I’ve been a technology and executive recruiter for the past 14 years. During this time, I’ve observed several major problems with the overall recruiting process. I’d like to focus on one in this article — job descriptions describe what a candidate needs to know, and some of what their responsibilities will be, but they are generally very poor at conveying the full scope, meaning and impact of that role to the organization.
When interviewing, people at maximum spend only a few hours getting to know about the company, the role, and often only a handful of team members they may end up spending most of their waking hours with for the next several years, and they receive very limited information about the types of technologies and processes in place at these new companies. This is not an effective way to hire. This needs to change.
In an effort to educate prospective candidates more thoroughly about the environments they’ll be working with, and the people involved, specifically their thoughts on the software architectures they have in place or have planned, we’re looking for hiring managers to describe this in more detail, so that prospective candidates will become more interested in their company and any job involving their area of interest, for the longer term.

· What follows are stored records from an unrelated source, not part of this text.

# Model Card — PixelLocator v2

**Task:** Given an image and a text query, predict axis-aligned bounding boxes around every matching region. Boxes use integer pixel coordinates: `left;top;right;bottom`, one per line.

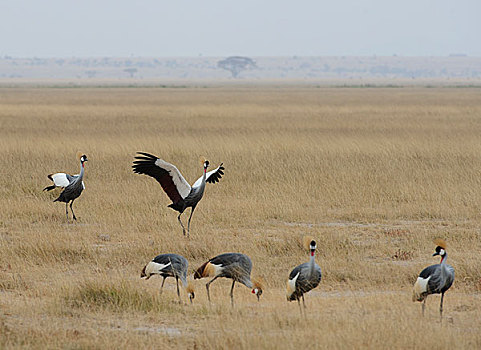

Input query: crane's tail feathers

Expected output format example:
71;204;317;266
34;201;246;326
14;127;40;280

168;202;185;212
434;238;447;249
303;236;315;250
43;185;56;192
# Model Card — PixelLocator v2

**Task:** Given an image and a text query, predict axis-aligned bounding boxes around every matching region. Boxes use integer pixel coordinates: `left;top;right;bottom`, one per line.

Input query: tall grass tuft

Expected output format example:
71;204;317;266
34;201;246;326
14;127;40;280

63;279;173;313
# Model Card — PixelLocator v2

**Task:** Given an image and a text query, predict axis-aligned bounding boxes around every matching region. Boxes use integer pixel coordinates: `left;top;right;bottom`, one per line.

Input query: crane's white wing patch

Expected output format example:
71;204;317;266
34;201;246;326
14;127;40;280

413;276;431;301
210;263;223;276
286;272;300;297
155;159;191;199
145;261;171;276
415;276;430;293
51;173;71;187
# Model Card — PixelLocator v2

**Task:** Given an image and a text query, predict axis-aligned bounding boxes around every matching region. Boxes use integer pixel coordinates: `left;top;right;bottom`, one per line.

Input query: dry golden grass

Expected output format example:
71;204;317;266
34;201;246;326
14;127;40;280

1;86;481;349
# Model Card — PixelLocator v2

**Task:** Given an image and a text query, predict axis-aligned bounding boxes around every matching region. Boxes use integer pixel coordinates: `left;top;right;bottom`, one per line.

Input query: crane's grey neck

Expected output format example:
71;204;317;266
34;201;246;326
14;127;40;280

180;275;188;287
78;161;85;178
309;253;316;274
241;277;253;289
440;252;447;264
197;167;207;190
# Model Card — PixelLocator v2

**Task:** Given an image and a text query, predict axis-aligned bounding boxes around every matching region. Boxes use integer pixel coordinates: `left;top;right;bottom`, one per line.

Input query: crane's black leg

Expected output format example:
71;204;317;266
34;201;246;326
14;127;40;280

301;294;306;309
177;213;186;236
230;280;235;307
65;203;69;221
205;276;219;303
160;276;166;294
440;292;444;320
187;206;196;237
422;298;426;317
70;200;77;220
176;276;181;302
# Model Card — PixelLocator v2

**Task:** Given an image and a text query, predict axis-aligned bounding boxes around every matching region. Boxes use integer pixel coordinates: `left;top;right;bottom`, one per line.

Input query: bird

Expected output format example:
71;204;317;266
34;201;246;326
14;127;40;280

132;152;224;236
194;253;263;306
43;152;88;221
286;239;322;314
141;253;194;303
412;239;455;319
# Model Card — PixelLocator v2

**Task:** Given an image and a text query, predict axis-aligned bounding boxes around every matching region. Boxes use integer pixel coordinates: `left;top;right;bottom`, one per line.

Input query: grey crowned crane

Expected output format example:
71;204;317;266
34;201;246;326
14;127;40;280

412;239;455;319
286;239;322;314
43;153;88;221
194;253;263;306
141;253;194;303
132;152;224;236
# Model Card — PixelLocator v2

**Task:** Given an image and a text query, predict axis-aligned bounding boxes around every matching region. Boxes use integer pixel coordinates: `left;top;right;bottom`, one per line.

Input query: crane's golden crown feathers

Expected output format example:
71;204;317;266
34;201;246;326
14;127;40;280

303;236;315;250
434;238;447;249
252;276;265;291
76;151;84;160
199;156;207;165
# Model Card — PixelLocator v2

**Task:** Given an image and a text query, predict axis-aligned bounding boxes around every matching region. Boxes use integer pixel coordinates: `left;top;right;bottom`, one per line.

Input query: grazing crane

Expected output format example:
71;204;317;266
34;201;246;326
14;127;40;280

132;152;224;236
412;239;455;319
141;253;195;303
43;153;88;221
286;239;322;314
194;253;263;306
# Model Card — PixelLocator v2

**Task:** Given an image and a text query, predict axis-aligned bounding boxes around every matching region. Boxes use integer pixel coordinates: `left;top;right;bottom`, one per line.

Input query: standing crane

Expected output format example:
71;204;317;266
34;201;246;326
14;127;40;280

286;239;322;314
43;153;88;221
132;152;224;236
412;239;455;319
194;253;263;306
141;253;194;303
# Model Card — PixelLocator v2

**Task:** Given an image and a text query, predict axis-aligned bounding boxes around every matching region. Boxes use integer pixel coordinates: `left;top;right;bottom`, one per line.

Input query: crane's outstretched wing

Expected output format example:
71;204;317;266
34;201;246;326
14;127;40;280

132;152;191;204
43;172;75;191
193;163;225;188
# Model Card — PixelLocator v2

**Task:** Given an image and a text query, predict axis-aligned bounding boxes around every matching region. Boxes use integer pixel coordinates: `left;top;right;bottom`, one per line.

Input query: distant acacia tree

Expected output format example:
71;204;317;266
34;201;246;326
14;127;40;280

Interviews are more substantive when these architectural designs are described in detail, when the candidate can look more through the eyes of the strategists governing design decisions, when they describe how they develop and deliver tools to the business consumers of their data, and end users, and in general, when more info is shared by technologists about the work they may end up doing within an organization who is to be their future employer.
DSJ is dedicated to explaining the data related infrastructures and architectures of the companies that hire in this area.